I think, as you get older, holidays change in fundamental ways, probably in a similar way to the way that your life changes.
Over the past few years our family has identified slightly more atypical holiday formats just to suit the dynamic of how my children are growing up and how relationships change.
The requirements of my 13 year old son are quite different to the requirements of my 19 year old daughter (and my 17 year old daughter) and so at times we head off in different directions. ‘The boys’ and ‘the girls’ doing their own things and going their own ways.
So, last week I was in Cornwall on the north Cornish coast near Padstow, living right beside a beach with Callum and I and the dog.
One of the things I’ve been writing about in the blog over the last 2 years is my conversations with Callum as he begins to grow up and I’ve had many comments from people about those so there have been many, many more conversations like that last week.
It’s interesting though, how the anatomy of a holiday has changed for us and for me.
There is the lead up to the holiday where there is some excitement (nothing like there was when you were younger because you’re too busy finishing off everything that has to be finished and trying to think about what you have to organise to go).
There is the general frantic rush as there was last Saturday as I tried to just ram things into bags and into a car, hoping that I hadn’t forgotten anything and getting to that ridiculous state of ‘if I’ve forgotten it I’ll buy it when I get there’.
Then there was the drive to Cornwall, carefully timed to avoid the traffic (we’ve been here before on 9 1/2 hour journeys, only to find we hit the last 30 miles and the single track roads in the dark, tired, with a distressed dog in the car and failing eyesight!
That said I was able to keep it pretty calm and then to arrive late on Saturday evening to properly ‘start the holiday’ the next day.
The first couple of days of the anatomy of my holiday begin with excitement and particularly here in a place that I know so well, with relaxation but also plans to do this, that and the other in the time that we have available.
The third day I crash and burn.
It’s almost always on the third day when you just let go and then you’re not fit for anything and nothing gets achieved as you just lie around and any sort of activity is completely limited.
Then comes the splurge that I enter in the inside of my head usually onto paper of all the madness that’s caught up there and all the ideas and thoughts and things I need to do and weeks I need to change and life plans I need to have and then you’re starting to think about getting ready for the journey home.
I don’t want this to sound like it's terrible.
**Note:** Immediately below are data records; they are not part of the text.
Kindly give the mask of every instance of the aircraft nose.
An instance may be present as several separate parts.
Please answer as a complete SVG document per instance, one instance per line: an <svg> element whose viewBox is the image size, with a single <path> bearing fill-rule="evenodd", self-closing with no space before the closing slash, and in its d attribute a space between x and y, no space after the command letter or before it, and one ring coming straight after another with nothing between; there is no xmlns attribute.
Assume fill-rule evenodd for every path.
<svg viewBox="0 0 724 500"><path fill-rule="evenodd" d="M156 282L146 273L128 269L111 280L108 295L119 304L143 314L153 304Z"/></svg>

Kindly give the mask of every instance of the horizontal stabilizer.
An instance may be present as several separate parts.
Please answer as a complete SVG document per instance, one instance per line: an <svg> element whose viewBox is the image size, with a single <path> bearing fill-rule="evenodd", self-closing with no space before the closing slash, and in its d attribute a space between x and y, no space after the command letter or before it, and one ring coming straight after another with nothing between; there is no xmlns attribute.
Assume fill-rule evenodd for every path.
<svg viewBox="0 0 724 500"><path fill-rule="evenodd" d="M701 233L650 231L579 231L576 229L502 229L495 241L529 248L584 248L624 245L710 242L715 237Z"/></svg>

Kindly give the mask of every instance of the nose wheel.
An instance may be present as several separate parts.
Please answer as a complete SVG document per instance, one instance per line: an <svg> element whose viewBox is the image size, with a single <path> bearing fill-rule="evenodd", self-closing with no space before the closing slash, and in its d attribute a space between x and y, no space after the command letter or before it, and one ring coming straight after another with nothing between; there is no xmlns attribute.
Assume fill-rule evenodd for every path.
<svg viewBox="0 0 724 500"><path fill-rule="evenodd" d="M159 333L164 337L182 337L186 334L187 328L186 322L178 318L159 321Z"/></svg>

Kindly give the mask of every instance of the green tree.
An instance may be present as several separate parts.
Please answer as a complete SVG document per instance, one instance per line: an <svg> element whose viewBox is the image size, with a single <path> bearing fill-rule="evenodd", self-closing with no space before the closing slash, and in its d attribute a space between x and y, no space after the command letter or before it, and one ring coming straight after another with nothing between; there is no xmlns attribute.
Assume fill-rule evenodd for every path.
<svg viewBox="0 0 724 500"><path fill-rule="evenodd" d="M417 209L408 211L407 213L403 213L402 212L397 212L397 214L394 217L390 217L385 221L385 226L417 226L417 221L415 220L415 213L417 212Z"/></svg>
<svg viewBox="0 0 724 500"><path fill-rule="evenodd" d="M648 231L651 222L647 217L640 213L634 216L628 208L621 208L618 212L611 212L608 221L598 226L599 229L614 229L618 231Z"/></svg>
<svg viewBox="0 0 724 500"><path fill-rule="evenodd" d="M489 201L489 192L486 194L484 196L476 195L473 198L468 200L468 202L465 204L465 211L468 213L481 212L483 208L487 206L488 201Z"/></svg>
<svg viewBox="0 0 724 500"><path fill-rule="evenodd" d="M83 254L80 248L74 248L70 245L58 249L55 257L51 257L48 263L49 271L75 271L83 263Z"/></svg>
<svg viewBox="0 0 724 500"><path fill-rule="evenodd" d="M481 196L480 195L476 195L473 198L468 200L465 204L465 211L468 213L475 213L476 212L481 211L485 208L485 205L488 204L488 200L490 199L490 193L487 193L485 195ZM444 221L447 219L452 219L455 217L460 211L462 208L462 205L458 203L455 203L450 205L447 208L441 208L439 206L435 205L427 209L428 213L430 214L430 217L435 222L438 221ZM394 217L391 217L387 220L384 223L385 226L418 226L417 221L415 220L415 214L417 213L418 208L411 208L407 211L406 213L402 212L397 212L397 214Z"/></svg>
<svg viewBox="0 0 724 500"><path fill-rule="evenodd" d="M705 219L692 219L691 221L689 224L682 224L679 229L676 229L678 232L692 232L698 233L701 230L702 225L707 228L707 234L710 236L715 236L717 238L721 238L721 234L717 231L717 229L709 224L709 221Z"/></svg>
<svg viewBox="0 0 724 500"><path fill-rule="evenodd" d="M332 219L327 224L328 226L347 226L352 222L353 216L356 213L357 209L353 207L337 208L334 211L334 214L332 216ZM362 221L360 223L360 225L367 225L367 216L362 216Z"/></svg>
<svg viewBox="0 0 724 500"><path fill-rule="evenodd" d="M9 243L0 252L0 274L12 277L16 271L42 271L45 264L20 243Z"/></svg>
It’s really not terrible.
This is one of the most fantastic places, firstly because of how fantastic it is but secondly because of how much we’ve come to know it as a family over the past 15-20 years.
It’s clear though that the damage that I take throughout the year would need more than a week to offset but that’s ok.
The week allows me the chance to think about what is required because to work to 85 (my stated aim) or even to live to 85 will now require some considerable rethinking about what’s going to happen over the next 10 years.